Binance built a 100PB log service with Quickwit

Scale and Use Case for 100 PB of Logs

  • Logs are primarily application/observability logs (what a smaller org might send to Datadog), not blockchain or transaction ledgers.
  • Binance reportedly logs huge volumes from APIs, microservices, HFT bots, and user activity; some estimate trillions of events and millions of orders per second at peak.
  • Use cases include debugging, operational observability, customer support (“what happened to this user 2 months ago?”), and regulatory/audit investigations that may arrive months late.
  • Several commenters are skeptical that sub‑second search and months of full‑fidelity logs are really necessary; others argue finance and security/liability make deep retention and fast search justifiable.

Quickwit vs. Elasticsearch and Other Tech Choices

  • Elasticsearch was seen as too expensive and complex at this scale; Quickwit stores indices directly on object storage (e.g., S3) and queries them in place, with optional RAM caching.
  • Quickwit uses Zstd compression, Lucene-like indexing, and object-storage-friendly dictionaries; building inverted indices is described as strongly CPU‑bound.
  • Reported ingest: ~1.6 PB/day into ~20 PB compressed (≈5:1); some consider this compression weak for logs and point to more aggressive log-specific schemes.
  • Regex search is limited due to the chosen dictionary structure; prefix and tokenized search are supported.
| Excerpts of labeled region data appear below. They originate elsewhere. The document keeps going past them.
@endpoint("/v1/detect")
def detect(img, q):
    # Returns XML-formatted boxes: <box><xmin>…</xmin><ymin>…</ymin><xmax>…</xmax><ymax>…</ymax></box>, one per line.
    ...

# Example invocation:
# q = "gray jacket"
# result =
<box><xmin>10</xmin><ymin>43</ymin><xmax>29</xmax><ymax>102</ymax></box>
Cost, Storage, and Infrastructure Debates

  • Rough cost estimates: ~US$460k/month for 20 PB S3, ~US$100k/month for compute; discounts, spot, and alternative storage classes can reduce this.
  • Others argue self‑hosted HDD arrays with erasure coding and colo could be significantly cheaper over 5 years, but with higher operational complexity and IOPS constraints for “hot” data.
  • There is extensive discussion of write amplification from verbose JSON logs; many argue changing logging formats and sampling could save more than sophisticated indexing.

Logs vs. Metrics vs. Traces

  • Large sub‑thread argues logs should not be the primary source of operational truth: metrics are cheaper, better for SLAs/alerts, and easier to keep organized.
  • Opposing view: for application debugging, forensics, and financial traceability, detailed logs are irreplaceable; metrics and even traces can be derived from them.
  • Common suggested compromise: structured logs, strict retention windows, aggressive sampling/tail-sampling (especially for “OK” traces), and separate high‑assurance audit trails for money flows.